14 : Remediasi : [end]

101K 9.8K 694
By Crowdstroia


14

: r e m e d i a s i :


2015



"Ada lagi yang perlu saya bereskan?"

Leia menelan ludah mendengar suara direktur departemennya. Dia menggeleng, memberi senyum sopan. "Tidak, Pak Regen. Ini sudah cukup."

"Baik." Regen mengangguk. Tangannya mendorong berkas di meja yang sudah ditandatanganinya ke arah Leia.

Leia mengambil berkas itu. "Terima kasih, Pak."

"Ya." Sedikit, Regen menarik sudut-sudut bibir, membentuk senyum. "Viel Glück, Leia. Semoga beruntung untuk kehidupan barunya."

Lagi, Leia menelan ludah. Allahuakbar, Pak Re senyum. "Iya, Pak. Terima kasih." Leia menunduk hormat. "Saya permisi dulu."

Regen hanya mengangguk. Lalu sibuk kembali dengan laptopnya.

Usai pergi dari ruangan direktur operasional, Leia berjalan menuju kubikel kerjanya. Minggu ini adalah minggu terakhirnya bekerja di kantor ayah Aksel. Dia sudah berniat mengundurkan diri dari perusahaan selama beberapa bulan terakhir.
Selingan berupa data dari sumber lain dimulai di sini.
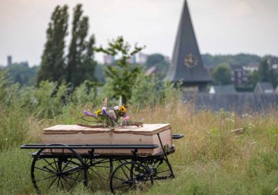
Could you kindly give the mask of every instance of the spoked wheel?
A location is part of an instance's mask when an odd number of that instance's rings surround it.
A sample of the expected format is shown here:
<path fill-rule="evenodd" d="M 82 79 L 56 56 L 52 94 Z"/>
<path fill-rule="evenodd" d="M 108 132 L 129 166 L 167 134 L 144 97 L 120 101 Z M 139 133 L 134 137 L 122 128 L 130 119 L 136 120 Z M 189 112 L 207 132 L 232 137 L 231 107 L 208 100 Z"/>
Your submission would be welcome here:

Bukan karena tidak betah, tetapi karena dia menemukan sesuatu yang benar-benar ingin dia lakukan, yakni mengembangkan bisnisnya sendiri.

Menarik napas dan tersenyum sambil menyemangati diri dalam hati, Leia melangkahkan kaki menuju lift. Dia menunggu kotak besi itu sampai di lantai tempatnya berdiri dengan tenang. Begitu bunyi 'ting' dari lift muncul dan pintu mulai terbuka, Leia bersiap untuk masuk ke dalamnya.

Namun, sosok yang ada di dalam sana sempat membuatnya tertegun sejenak.

Sudah satu tahun berlalu dari hari Bara mengantarkannya pulang karena sakit di pesta ulang tahun Aksel. Pasca itu pun, sudah sangat jarang Leia melihat Bara. Baru Leia kemudian ketahui bahwa ternyata awal-awal tahun 2015, Bara menjalani pengabdian di suatu daerah terpencil sebagai dokter.

Kekagetan Leia pun tadi bukan tanpa alasan. Bara sekarang jadi jauh lebih kurus dibanding saat Leia terakhir kali melihatnya. Kulitnya juga lebih gelap—mungkin karena lebih sering dipanggang matahari. Tetapi beberapa hal, seperti kantung matanya yang agak tebal, senyumnya yang ramah, serta tatapan jenaka lelaki itu masih sama.

Kadang Leia merasa lucu, betapa waktu dapat mengubah banyak hal, tetapi bisa membuat perasaan tetap sama.

Hatinya masih bisa merasa hangat ketika Bara memberi senyum kepadanya. Otaknya masih memikirkan kemungkinan seandainya dia bisa bersatu bersama Bara. Hanya saja, Leia lebih mengenali dirinya kini. Dia tahu bahwa tak semua hal yang dia inginkan harus dia wujudkan jadi kenyataan.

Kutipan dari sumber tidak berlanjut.